Two bands were selected from twenty finalists chosen by the festival and Hot Press. Killer Chloe were chosen to play the Saturday, whilst The Red Labels were chosen to play the Sunday.

==2010 festival==
31 July and 1 August 2010. The following line-up was announced on 7 April 2010: Mercury Rev (Saturday), Fionn Regan, Wave Machines, Taylor McFerrin, Codes, Cashier No. 9, Lonelady, Adebisi Shank, Tu-Ki, James Vincent McMorrow, O Emperor, Robotnik, Alessis Ark, Colm Lynch, Funeral Suits, The Cast of Cheers, The Lowly Knights, Readers Wives, Samantha Marais, Attention Bebe, Funzo, The Blue Choir, Sarsparilla, Yes Cadets, Daithí Ó Drónaí, Big Dish Go, Sounds of System Breakdown, Nakatomi Towers, Heroes in Hiding, Neptune City, Mercy The Sexton and DJs Steve Reddy and Scope.

==2011 festival==
29 to 31 July 2011. This year's festival had a maximum capacity of 3,000 attendees.
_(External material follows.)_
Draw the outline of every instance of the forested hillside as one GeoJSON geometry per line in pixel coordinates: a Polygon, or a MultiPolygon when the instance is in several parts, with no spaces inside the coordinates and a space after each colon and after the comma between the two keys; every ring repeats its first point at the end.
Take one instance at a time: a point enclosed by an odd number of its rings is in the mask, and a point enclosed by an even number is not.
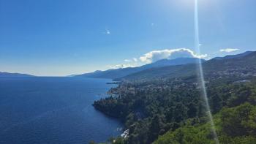
{"type": "MultiPolygon", "coordinates": [[[[255,56],[203,64],[220,143],[256,143],[255,56]]],[[[111,143],[214,143],[201,86],[189,69],[195,65],[174,67],[170,72],[186,75],[126,80],[110,90],[110,97],[94,102],[97,110],[123,121],[129,129],[129,135],[111,143]]]]}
The following line up was announced (in alphabetical order). Naughty by Nature, Clock Opera, Django Django, Hudson Mohawke, Daithi O Dronai, Admiral Fallow, Elaine Mai, Adebisi Shank, Bad to the Bone DJs, BigDishGo, Codes, Conall Bailey, Dazboy, Dogs, El Hombre Jokes, Electric Penguins, Enemies, Go Panda Go, Jape, Jogging, Kid Karate, Lasertom & the Blast Crew, Le Galaxie, Lost Chord, The Moths!, Onra, Papa Gee & The Colours Afrobeat Foundation, Planet Parade, Sacred Animals, Sleep Thieves, Squarehead, Steve Reddy, The Casanova Wave, The Danger Is, The Jimmy Cake, The Minutes, The Riptide Movement, The Young Folk, These Charming Men, Toby Karr, TransAutoRadio, Tu-Ki, Visionair, We Are Losers.
Many more acts were announced closer to festival date. Including but not limited to. Attention Bebe, Doved DJs, Krystal Klear, The Kanyu Tree, Mercury Rev DJ's, We Cut Corners, Moths, Maud in Cahoots, Diamond Dagger, Dry the Rive, Evil C, The Pacifics, Somadrone, Bitches With Wolves, Ghost Estates.

==2012 festival==
3 to 5 August 2012. The first line of acts was announced on 26 April. including The Charlatans, Mercury Prize-nominated singer Ghostpoet, new British "glam-folk" artist King Charles and UK beat producer Jon Phonics.Donal Dineen's Parish, Little Green Cars and recent Choice Music Prize winner Jape are among the Irish acts on the bill. The Festival also features dan le sac vs Scroobius Pip, Solar Bears, Mmoths, The Ambience Affair, Hush War Cry, Bouts, Le Galaxie, Katie Kim, Windings, Big dish go, Arman Giorgio, Cat Dowling, Cloud Castle lake, Diamond Dagger, DJ Baz, Double Agent 7, John Blek & the rats, Maria V, Melodica Deathship, Misselayneous, North Strand Kontra Band, REID, The Altered Hours, The Violet Roadkills, Toby Karr, Trumpets of Jericho, Tu-Ki, Young Wonder, and Many more.